Opowiada on historię tytułowej rodziny mafijnej. Głównym bohaterem jest Tony
Soprano, który przez osiem sezonów na antenie pnie się po szczeblach
gangsterskiej drabiny, zaczynając od kapitana, a kończy jako szef wszystkich
szefów – capo di tutti capi. Lecz
wątek zorganizowanej przestępczości, choć niewątpliwie dominujący, nie jest
jedynym w tym serialu. Równie ważna jest druga rodzina Tony’ego – jego żona
Carmela, dzieci Meadow i Anthony Jr., matka, wujek i inni. To właśnie życie prywatne szefa mafii, jego
codzienne problemy, dorastanie dzieci, małżeńskie niesnaski, konflikty z
zaborczą matką i żądnym władzy wujem i psychoterapia, której główny bohater
musi się poddać, stanowią tło historii.
Shaun
Ryan, twórca serialu The Shield (FX, 2002) mówi w jednym z wywiadów
“jeśli ktoś pisze o The Shield, nie sądzę by dało się to zrobić bez
odnoszenia się do Rodziny Soprano. Naszego programu nie byłoby na
antenie, gdyby nie Rodzina Soprano, gdyby nie sukces tego programu,
zarówno jeśli chodzi o kreatywności, jak o ekonomiczny aspekt, uważam, że to właśnie
dzięki niemu telewizja FX odważyła się zrealizować nasz program”.

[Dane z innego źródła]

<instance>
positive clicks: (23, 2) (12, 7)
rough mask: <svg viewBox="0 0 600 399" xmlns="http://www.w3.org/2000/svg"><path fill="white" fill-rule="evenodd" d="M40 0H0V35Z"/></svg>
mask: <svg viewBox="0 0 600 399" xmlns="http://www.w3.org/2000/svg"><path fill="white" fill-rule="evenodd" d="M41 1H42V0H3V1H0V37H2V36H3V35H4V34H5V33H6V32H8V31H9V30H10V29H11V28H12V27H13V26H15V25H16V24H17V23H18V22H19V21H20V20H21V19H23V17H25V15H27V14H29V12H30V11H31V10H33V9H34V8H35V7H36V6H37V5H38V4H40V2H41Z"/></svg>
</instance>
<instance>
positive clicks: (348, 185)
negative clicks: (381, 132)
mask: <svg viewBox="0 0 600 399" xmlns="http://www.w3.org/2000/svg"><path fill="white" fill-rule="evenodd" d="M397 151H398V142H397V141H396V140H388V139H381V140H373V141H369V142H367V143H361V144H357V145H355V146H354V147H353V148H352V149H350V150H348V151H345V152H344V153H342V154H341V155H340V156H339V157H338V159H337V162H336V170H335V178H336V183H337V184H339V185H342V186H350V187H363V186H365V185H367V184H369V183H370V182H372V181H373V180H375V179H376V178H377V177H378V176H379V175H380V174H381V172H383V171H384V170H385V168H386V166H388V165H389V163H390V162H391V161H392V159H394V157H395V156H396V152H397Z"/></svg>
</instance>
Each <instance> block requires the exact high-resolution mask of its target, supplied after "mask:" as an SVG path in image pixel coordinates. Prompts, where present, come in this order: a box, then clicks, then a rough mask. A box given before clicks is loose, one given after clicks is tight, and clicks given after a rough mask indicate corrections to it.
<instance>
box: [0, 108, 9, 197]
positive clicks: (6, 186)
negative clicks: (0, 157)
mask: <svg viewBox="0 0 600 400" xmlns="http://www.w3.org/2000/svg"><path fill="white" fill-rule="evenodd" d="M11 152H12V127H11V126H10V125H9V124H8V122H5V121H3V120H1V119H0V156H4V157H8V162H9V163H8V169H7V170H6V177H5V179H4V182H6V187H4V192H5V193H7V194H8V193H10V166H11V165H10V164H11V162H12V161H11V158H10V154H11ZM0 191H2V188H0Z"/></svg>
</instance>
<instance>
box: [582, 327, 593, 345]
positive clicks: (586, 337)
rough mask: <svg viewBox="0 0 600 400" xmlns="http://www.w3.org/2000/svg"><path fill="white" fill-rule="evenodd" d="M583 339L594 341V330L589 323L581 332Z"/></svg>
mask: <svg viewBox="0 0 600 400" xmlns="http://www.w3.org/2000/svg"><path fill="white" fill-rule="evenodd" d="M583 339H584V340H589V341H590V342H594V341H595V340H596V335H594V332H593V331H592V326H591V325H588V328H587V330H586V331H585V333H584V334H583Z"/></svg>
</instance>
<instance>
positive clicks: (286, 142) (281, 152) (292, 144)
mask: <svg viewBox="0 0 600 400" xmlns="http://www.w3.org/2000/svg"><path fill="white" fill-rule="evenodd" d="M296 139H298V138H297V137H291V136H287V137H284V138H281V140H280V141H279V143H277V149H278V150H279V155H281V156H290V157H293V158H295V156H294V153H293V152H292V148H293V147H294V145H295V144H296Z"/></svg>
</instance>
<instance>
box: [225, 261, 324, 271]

Lecz nie tylko twórcy telewizyjni uznają miejsce tej produkcji w najnowszej
historii telewizji, wielu akademików także podkreśla jej znaczenie. We wstępie
do The Essential Sopranos Reader, będącego publikacją tekstów z
konferencji naukowej Sopranos – The Wake, która odbyła się na
uniwersytecie w Fordham w 2008 roku, David Lavery pisze, że Rodzina Soprano to:
“ jeden z najważniejszych seriali telewizyjnych jaki kiedykolwiek powstał”,
a Gary R. Edgerton w swoim tekście The Sopranos as Tipping point in the
Second Coming of HBO podkreśla, że moment emisji pierwszego sezonu tego
serialu był dla telewizji HBO przełomowy i to właśnie ta produkcja stała za
sukcesem, jaki stacja odniosła. Dzięki niemu, jak pisze dalej: “od 1996 do
2001, HBO zwiększyło proporcje ilości własnych programów w ramówce z 25% do
40%”.
Przełożyło się to także na widownię, która masowo zasiadała przed telewizorami
by oglądać poczynania mafiosa Tony’ego Soprano. I dalej autor kontynuuje: “Rodzina
Soprano przyciągnęła 7.5 miliona widzów w styczniu 1999 (...) Towarzysząca jej
odpowiedź krytyków i publiczności była niespotykana wcześniej dla
jakiegokolwiek telewizyjnego serialu emitowanego przez kablową czy satelitarną
telewizję”.
Po tym imponującym początku było już tylko lepiej: “ trzeci sezon w marcu 2001
roku przyciągnął 11.3 milionów widzów, czwarty rozpoczął się z widownią liczącą
13.4 milionów”.
Czym zatem była Rodzina Soprano? Serial
wykorzystywał tradycyjnie amerykański gatunek filmowy, jakim jest film
gangsterski. Jakub Majmurek pisze, że jest on: “obok westernu ‘najbardziej
amerykańskim’ gatunkiem filmowym, drugim wielkim eposem amerykańskiego
społeczeństwa. Film gangsterski, podobnie jak western, opowiada o narodzinach
nowoczesnego społeczeństwa amerykańskiego”.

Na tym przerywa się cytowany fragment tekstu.